Well, if it's about to stop, it's mighty slow.
Both bullets, A and B in my example, are decelerating due to non-inertial forces, but bullet B however is maintaining a higher velocity in the last couple of inches or so of its path making it capable of greater disruption to tissue or organ located there.
 
Actually, in the example given, any tissue or structure in the bullet path somewhat after peak in cavitation of bullet A will be more readily disrupted by bullet B.
 
Until you can cite peer-reviewed research that supports your claim "of better correlation of tensile/shear forces in properly prepared wet pack and tissue overall", your statement is nothing more than wild speculation.

That statement is based on my tests and is not "wild speculation."

So you are apparently unable to substantiate your position on tests that you claim that you've conducted that prove your claim "of better correlation of tensile/shear forces in properly prepared wet pack and tissue overall" so now you offer the sudden diversion of:
Let's make this very simple to illustrate my point why overall disruption characteristic of a given bullet in gel matters -- and not just "permanent cavity" in gel. One fires two different bullets into same gel; bullet A and bullet B. Both bullets penetrate the same distance, say 12", in gel and both expand to same recovered diameter. Bullets A and B, however, have different "temporary cavity" patterns in the gel; gel disruption is greater initially along the bullet path of bullet A but the disruption outside of "permanent cavity" becomes insignificant several inches after impact. Bullet B causes less gel disruption initially, but maintains more disruption along its bullet path for a longer distance. Conclusion: bullet B is likely more effective since it maintains greater velocity toward the end of its path.
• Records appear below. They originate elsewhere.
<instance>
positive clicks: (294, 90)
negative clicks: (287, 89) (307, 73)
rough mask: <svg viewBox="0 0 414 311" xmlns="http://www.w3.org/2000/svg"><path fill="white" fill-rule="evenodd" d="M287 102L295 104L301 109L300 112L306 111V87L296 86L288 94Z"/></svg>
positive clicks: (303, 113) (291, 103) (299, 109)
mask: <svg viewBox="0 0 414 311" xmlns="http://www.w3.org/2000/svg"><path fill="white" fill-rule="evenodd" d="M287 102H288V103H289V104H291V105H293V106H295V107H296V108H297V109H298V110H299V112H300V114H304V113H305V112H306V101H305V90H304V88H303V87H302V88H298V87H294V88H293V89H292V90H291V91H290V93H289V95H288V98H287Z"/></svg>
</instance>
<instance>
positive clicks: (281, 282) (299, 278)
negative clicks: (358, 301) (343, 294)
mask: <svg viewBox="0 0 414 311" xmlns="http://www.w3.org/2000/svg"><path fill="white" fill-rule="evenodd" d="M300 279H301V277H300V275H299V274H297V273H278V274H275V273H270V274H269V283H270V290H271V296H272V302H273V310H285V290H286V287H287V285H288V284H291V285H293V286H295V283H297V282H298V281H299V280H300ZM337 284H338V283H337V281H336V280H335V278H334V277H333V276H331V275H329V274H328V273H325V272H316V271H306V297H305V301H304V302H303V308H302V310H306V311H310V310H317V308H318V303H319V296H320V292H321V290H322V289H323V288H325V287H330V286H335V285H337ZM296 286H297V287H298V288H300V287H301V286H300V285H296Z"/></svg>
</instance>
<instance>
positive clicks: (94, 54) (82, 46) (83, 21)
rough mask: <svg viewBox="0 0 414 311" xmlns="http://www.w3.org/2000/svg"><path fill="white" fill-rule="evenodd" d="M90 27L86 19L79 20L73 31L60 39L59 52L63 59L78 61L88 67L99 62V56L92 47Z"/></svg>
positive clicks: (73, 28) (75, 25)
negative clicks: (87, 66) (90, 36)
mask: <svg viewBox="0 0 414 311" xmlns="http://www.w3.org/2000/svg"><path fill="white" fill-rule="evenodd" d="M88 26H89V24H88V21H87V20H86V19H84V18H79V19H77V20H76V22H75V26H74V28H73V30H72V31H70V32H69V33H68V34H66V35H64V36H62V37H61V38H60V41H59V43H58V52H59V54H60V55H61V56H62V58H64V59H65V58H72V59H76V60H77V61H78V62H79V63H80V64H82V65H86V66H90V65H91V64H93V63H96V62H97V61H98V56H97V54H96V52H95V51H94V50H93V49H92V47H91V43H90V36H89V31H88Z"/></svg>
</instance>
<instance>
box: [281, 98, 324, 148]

There's no need to "make this very simple".

You've made the—as yet unproven—claim that you've conducted testing that supports your prior assertion "of better correlation of tensile/shear forces in properly prepared wet pack and tissue overall" yet refuse to provide the results. Let's see it.

If you wish to elevate the discourse to the level of proving your claims with testing that you offer yet cannot—or will not—provide, no one is required to accept your speculations as being factual. Simply "saying so" does not make it so. If you cannot support your assertion "of better correlation of tensile/shear forces in properly prepared wet pack and tissue overall", your claim remains nothing more than wild speculation until you can prove it with peer-reviewed research.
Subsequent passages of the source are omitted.